A BLAST analysis of LJL143 against the Protein Data Bank revealed no suitable homologues for molecular replacement. The closest structural homologue, 2-hydroxyhepta-2,4-diene-1,7-dioate isomerase from Thermus thermophilus (PDB entry 2dfu; RIKEN Structural Genomics/Proteomics Initiative, unpublished work), shares only 21% sequence identity over a 26% query coverage. There are only ten S atoms out of a total of 4668 atoms, and our attempts at phase determination by single-wavelength anomalous dispersion using S atoms at the Cu Kα wavelength failed.
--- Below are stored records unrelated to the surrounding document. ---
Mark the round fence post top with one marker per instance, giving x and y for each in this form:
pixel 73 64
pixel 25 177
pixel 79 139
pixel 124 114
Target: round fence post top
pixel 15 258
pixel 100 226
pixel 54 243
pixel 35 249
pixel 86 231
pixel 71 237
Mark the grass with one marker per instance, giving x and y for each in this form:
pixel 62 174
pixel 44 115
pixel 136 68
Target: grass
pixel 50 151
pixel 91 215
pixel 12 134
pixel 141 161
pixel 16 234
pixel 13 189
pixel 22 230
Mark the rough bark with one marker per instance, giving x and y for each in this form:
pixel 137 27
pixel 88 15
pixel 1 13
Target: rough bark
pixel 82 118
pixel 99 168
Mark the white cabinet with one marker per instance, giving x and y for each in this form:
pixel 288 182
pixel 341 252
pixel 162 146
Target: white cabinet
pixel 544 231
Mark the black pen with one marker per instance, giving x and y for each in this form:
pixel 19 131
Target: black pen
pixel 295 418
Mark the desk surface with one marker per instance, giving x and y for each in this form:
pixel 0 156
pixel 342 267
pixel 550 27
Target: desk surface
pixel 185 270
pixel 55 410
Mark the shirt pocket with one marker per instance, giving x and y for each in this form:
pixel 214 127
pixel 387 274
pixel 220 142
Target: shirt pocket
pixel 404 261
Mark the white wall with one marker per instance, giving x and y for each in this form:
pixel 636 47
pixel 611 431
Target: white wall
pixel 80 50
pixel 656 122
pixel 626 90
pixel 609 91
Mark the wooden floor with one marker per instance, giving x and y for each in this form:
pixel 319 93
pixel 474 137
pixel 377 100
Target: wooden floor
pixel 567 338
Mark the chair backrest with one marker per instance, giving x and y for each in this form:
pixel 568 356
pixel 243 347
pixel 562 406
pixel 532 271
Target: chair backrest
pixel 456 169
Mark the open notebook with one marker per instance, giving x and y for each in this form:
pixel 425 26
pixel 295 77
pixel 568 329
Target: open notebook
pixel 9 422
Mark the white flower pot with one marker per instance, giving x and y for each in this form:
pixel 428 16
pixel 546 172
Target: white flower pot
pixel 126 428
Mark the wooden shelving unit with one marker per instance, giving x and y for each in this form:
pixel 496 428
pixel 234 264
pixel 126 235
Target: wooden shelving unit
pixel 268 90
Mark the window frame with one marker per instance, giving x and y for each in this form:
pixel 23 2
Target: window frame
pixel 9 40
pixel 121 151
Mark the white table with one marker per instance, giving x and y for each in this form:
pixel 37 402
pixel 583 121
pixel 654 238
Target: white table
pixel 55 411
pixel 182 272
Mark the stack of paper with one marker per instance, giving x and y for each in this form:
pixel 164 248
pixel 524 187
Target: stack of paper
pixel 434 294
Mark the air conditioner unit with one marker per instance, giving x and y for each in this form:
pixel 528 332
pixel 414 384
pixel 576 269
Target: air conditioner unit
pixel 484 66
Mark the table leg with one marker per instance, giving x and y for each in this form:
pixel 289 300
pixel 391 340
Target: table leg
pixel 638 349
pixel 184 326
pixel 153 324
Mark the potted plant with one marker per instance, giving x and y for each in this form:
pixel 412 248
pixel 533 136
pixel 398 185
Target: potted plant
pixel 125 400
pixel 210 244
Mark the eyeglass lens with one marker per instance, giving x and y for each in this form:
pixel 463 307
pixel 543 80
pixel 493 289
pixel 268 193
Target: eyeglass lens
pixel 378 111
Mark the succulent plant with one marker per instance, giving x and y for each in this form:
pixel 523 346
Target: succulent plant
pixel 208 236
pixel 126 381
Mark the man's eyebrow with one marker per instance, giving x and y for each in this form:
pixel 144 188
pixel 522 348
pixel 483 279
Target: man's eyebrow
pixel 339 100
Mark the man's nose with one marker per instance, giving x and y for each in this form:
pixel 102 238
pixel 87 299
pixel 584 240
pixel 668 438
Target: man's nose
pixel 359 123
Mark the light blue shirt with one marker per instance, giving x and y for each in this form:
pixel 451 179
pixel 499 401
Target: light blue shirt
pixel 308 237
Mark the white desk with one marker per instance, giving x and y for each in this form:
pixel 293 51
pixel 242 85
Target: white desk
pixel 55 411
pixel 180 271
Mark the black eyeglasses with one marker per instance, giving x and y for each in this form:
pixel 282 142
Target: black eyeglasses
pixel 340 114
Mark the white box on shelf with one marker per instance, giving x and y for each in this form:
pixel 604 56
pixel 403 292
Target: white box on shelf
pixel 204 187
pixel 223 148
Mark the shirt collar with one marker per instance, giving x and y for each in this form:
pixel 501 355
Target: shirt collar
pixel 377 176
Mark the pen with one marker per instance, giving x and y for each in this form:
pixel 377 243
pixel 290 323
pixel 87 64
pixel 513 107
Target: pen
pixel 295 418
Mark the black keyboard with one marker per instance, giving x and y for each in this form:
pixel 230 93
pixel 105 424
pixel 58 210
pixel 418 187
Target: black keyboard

Future studies will include other methods of experimental phase determination such as multi-wavelength anomalous dispersion phasing with selenomethionine-derivatized protein and heavy-atom derivatization for multiple isomorphous replacement (Ingram et al., 1956; Perutz, 1953; Harker, 1956; Hendrickson & Ogata, 1997). LJL143 and other salivary-gland proteins play key roles in the transmission of leishmaniasis. The structure of LJL143 will give key insights into the underlying mechanisms of this poorly characterized family of proteins.